Pesquisas presidenciais mostram aumento das intenções de voto em Lula

Nos cenários com Lula (PT), o ex-presidente lidera com 39% das intenções de voto na pesquisa Datafolha, e com 37% tanto na pesquisa Ibope quanto na pesquisa MDA. Este valor se compara com 30% na pesquisa Datafolha anterior divulgada no inicio de junho, 33% na pesquisa Ibope de final de junho, e 32% na pesquisa MDA anterior, divulgada em meados de maio. 

As pesquisas Datafolha e Ibope também divulgaram um cenário sem Lula, com Fernando Haddad (PT). Na pesquisa Datafolha, Jair Bolsonaro (PSL) lidera com 22% das intenções de voto (19% na pesquisa Datafolha anterior), seguido por Marina Silva (REDE) com 16% (de 15%), Ciro Gomes (PDT) com 10% (inalterado), Geraldo Alckmin (PSDB) com 9% (de 7%), Fernando Haddad (PT) com 4% (de 1%) e Álvaro Dias (PODE) com 4% (inalterado). Já na pesquisa Ibope, Jair Bolsonaro (PSL) lidera com 20% das intenções de voto (17% na mesma pesquisa anterior), seguido por Marina Silva (REDE) com 12% (de 13%), Ciro Gomes (PDT) com 9% (de 8%), Geraldo Alckmin (PSDB) com 7% (de 6%), Fernando Haddad (PT) com 4% (de 2%) e Álvaro Dias (PODE) com 3% (inalterado).
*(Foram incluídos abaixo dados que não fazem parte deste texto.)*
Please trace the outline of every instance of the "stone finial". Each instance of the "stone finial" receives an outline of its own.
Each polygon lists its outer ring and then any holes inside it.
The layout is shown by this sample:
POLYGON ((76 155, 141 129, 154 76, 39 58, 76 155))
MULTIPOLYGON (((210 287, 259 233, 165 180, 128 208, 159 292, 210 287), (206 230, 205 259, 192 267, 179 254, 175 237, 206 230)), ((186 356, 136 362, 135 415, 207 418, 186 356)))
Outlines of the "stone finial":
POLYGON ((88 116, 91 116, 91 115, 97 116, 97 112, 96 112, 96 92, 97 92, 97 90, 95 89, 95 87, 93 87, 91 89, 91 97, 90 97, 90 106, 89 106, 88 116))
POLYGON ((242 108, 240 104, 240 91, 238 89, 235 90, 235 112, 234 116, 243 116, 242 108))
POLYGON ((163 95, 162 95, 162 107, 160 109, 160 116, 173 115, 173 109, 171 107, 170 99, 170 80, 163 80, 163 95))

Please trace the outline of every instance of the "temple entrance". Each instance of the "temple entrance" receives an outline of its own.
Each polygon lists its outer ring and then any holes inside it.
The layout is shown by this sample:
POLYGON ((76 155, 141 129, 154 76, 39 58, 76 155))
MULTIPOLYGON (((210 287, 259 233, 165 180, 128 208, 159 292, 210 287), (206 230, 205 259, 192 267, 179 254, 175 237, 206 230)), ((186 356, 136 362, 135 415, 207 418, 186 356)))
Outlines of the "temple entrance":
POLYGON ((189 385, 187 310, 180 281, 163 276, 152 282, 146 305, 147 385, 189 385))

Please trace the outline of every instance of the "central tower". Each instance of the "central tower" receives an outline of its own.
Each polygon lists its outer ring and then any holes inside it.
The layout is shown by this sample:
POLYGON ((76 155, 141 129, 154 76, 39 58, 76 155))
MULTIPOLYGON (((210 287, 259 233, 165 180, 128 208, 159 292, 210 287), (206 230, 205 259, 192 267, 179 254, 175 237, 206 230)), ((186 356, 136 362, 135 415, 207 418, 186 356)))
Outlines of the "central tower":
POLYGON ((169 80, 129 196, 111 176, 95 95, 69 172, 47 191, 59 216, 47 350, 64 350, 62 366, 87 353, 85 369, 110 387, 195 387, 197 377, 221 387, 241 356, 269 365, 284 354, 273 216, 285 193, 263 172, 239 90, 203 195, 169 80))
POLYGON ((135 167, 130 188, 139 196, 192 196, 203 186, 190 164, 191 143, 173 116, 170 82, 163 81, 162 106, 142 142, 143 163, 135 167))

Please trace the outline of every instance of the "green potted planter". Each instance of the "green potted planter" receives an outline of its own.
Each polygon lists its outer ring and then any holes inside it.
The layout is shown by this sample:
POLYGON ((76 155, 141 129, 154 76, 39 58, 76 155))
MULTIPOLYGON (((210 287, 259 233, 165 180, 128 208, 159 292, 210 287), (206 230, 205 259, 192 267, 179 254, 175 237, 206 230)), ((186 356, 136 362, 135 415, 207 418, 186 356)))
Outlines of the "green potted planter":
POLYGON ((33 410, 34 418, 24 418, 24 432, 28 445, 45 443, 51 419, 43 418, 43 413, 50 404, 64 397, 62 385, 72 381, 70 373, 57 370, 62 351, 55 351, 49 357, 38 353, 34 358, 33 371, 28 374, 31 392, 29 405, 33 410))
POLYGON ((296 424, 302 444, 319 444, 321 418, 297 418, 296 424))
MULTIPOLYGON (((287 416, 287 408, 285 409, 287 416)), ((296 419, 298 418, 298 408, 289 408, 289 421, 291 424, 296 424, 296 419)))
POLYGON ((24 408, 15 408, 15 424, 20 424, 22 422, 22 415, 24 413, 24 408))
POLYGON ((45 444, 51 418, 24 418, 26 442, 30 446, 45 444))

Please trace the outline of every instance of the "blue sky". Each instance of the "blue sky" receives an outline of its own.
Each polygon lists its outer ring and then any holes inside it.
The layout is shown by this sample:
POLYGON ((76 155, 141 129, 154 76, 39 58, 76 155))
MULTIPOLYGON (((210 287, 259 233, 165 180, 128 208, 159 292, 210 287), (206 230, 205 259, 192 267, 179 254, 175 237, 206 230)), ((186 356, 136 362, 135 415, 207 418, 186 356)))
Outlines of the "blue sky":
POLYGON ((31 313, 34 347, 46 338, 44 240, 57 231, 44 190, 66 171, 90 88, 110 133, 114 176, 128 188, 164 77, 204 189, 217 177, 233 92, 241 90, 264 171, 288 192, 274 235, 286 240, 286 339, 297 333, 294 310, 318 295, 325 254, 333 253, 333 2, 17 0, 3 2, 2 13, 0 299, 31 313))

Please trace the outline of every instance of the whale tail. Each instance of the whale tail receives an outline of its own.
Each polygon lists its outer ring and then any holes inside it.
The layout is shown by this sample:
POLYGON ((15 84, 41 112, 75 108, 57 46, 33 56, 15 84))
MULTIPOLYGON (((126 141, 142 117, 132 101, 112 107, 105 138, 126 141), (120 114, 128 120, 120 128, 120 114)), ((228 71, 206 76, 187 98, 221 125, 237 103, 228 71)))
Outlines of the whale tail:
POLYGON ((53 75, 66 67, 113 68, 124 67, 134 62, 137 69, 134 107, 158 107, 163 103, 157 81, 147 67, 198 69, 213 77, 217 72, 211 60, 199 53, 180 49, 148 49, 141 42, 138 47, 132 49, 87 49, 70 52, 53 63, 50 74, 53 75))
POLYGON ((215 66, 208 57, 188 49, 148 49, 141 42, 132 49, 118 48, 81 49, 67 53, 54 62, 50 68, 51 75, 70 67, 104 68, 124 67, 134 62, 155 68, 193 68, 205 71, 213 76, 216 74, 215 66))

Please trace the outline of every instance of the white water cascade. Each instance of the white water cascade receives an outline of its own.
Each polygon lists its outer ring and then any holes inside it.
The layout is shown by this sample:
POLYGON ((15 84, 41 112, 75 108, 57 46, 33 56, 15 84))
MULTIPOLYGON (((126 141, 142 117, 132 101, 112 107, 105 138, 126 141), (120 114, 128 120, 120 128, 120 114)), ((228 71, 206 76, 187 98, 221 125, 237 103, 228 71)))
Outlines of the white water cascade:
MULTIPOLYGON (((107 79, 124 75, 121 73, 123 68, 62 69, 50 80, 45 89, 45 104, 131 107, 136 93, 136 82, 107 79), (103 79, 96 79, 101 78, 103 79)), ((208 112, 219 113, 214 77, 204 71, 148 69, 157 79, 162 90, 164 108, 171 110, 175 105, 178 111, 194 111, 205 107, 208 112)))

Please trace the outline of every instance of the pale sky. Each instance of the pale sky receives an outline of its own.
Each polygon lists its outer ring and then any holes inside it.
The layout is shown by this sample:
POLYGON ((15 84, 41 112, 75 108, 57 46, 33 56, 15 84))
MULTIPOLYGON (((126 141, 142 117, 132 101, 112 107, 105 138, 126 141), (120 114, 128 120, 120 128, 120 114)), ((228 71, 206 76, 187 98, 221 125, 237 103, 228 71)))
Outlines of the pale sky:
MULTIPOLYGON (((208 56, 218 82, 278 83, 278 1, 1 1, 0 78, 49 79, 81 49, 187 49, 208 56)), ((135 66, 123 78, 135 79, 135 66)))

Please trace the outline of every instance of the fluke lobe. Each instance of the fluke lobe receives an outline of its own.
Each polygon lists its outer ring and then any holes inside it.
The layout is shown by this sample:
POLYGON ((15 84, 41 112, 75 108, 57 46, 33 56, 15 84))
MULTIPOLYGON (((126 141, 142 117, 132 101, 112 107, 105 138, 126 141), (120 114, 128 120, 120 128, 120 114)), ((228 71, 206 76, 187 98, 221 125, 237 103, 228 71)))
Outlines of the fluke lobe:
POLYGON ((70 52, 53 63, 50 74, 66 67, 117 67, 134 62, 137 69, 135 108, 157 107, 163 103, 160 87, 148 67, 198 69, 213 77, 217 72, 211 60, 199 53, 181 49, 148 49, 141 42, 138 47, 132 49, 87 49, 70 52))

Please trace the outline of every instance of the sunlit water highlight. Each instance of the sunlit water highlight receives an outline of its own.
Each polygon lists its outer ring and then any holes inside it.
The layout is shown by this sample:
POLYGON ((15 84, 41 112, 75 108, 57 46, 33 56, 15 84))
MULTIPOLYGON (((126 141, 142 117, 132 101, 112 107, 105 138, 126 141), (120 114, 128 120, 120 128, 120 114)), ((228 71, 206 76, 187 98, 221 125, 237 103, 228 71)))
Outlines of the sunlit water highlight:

A crise na Turquia e seu impacto na América Latina

Publicamos relatório analisando a crise de balanço de pagamentos na Turquia, e os potenciais impactos sobre os países da América Latina (acesse aqui). A Turquia vive uma crise de balanço de pagamentos, com evidente falta de dólares para financiar seu elevado déficit em conta corrente (o maior entre emergentes pares), ao mesmo tempo em que pioram fundamentos internos, com inflação acelerando e uma postura fiscal expansionista. Em nossa visão, o impacto da desaceleração sobre a economia global parece pequeno, dado o baixo peso da Turquia no PIB mundial. Ainda assim, a Europa é a região mais afetada pela desaceleração da Turquia, tanto pelas relações comerciais como bancárias entre as duas regiões. Apesar da baixa exposição comercial da América Latina à Turquia, países potencialmente vulneráveis a um aperto de condições financeiras externas, como Brasil e Argentina, têm maior chance de sofrer contágio da crise. No entanto, mesmo nesses países há razões para diferenciação em relação à Turquia.
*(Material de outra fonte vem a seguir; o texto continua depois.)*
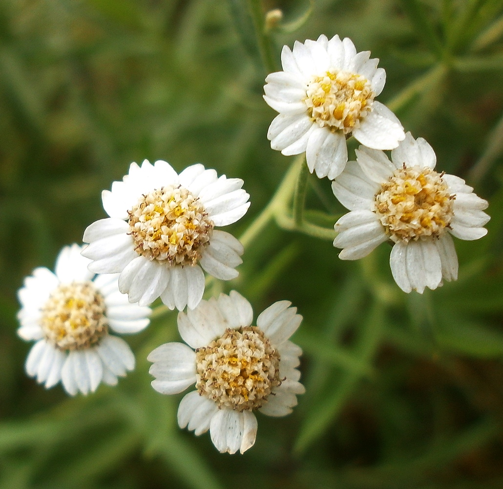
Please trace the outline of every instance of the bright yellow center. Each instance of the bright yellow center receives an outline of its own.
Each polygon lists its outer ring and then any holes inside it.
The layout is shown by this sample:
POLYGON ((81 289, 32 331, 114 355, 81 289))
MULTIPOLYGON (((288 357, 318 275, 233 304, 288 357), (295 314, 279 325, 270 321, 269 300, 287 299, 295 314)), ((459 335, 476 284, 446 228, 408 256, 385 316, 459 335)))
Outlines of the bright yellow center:
POLYGON ((376 214, 395 243, 439 236, 449 228, 455 195, 439 174, 413 167, 395 171, 376 194, 376 214))
POLYGON ((103 296, 92 282, 60 285, 42 309, 45 339, 63 352, 90 348, 108 332, 103 296))
POLYGON ((149 260, 195 265, 209 244, 213 222, 183 187, 166 185, 142 195, 128 214, 135 250, 149 260))
POLYGON ((281 383, 280 356, 256 326, 228 329, 196 350, 199 394, 237 411, 258 409, 281 383))
POLYGON ((313 121, 345 134, 360 126, 375 96, 365 77, 344 71, 313 77, 306 95, 307 113, 313 121))

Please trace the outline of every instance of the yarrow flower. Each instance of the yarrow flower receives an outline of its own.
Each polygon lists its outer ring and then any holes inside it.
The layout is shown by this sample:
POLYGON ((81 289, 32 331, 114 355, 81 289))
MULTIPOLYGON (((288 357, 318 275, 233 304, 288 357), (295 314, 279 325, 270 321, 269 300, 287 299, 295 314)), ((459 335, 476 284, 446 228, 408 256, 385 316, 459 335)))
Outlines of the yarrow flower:
POLYGON ((360 147, 332 182, 337 198, 351 212, 335 225, 339 257, 356 260, 381 243, 393 243, 391 272, 405 292, 436 289, 458 277, 458 258, 450 235, 478 239, 487 233, 487 202, 465 181, 433 169, 437 157, 423 138, 407 132, 391 152, 360 147))
POLYGON ((117 274, 90 272, 81 250, 76 244, 64 247, 55 273, 36 268, 18 293, 18 334, 37 342, 26 372, 46 389, 61 381, 71 395, 94 392, 102 381, 115 385, 134 368, 128 344, 110 331, 137 333, 148 324, 150 313, 121 294, 117 274))
POLYGON ((242 184, 200 164, 178 175, 165 161, 132 163, 122 182, 103 192, 110 217, 84 233, 89 269, 120 273, 119 288, 131 302, 146 305, 160 296, 170 309, 195 307, 204 292, 202 267, 222 280, 238 274, 242 246, 214 228, 246 213, 242 184))
POLYGON ((283 71, 266 79, 264 99, 279 115, 268 132, 273 149, 284 155, 306 152, 311 173, 332 180, 348 161, 346 138, 391 150, 405 137, 395 115, 374 100, 386 73, 370 51, 357 53, 351 40, 321 35, 293 50, 283 47, 283 71))
POLYGON ((255 443, 254 411, 274 416, 291 412, 304 389, 296 368, 302 351, 288 339, 302 317, 290 305, 275 303, 252 326, 250 303, 233 291, 179 313, 178 330, 189 346, 166 343, 148 359, 156 378, 152 386, 161 394, 196 384, 179 406, 180 428, 197 435, 209 430, 219 451, 243 453, 255 443))

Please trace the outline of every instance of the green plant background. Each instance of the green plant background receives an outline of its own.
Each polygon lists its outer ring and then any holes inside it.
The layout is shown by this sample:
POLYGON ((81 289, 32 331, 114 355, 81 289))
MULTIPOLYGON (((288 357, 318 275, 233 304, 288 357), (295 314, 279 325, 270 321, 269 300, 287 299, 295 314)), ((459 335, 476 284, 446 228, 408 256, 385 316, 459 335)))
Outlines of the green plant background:
POLYGON ((264 3, 0 0, 0 487, 503 487, 503 1, 264 3), (260 35, 257 13, 278 7, 260 35), (285 201, 246 243, 239 277, 207 290, 237 290, 256 317, 287 299, 304 317, 306 393, 287 417, 259 414, 244 455, 180 430, 181 395, 150 386, 146 358, 178 339, 174 312, 126 338, 137 369, 116 388, 70 398, 27 378, 16 291, 104 217, 100 192, 131 161, 242 178, 252 206, 230 230, 257 225, 294 159, 266 137, 265 66, 322 33, 379 57, 380 100, 489 201, 487 236, 456 240, 459 280, 403 293, 386 244, 340 260, 330 228, 345 209, 310 177, 304 218, 327 239, 285 201))

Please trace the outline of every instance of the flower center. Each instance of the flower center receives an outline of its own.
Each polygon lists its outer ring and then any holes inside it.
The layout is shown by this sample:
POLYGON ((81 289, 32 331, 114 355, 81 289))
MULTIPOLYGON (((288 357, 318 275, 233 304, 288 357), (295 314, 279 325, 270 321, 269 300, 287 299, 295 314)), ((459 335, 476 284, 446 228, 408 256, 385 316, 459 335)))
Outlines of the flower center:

Destaques da próxima semana 

No Brasil, o IBGE divulga os dados do PIB do segundo trimestre na sexta-feira. Na agenda fiscal, o resultado primário do governo central será divulgado na quinta-feira e o resultado consolidado no dia seguinte (ambos de julho). Do lado político, o instituto Poder 360 registrou no TSE pesquisa de intenções de voto para presidente que pode ser divulgada a partir de quarta-feira. Ao longo da semana, o Jornal Nacional irá exibir um conjunto de entrevistas com alguns candidatos à Presidente, na seguinte ordem: Ciro Gomes (PDT) na segunda-feira; Jair Bolsonaro (PSL) na terça-feira; Geraldo Alckmin (PSDB) na quarta-feira e Marina Silva (REDE) na quinta-feira. Por fim, importante notar que o horário eleitoral gratuito no rádio e na televisão terá início no dia 31 de agosto, sexta-feira.

Do lado internacional, o índice de atividade PMI (na sigla em inglês) da economia chinesa de agosto deve ser divulgado na quinta-feira. Na sexta-feira, será divulgada a inflação ao consumidor de agosto da Zona do Euro.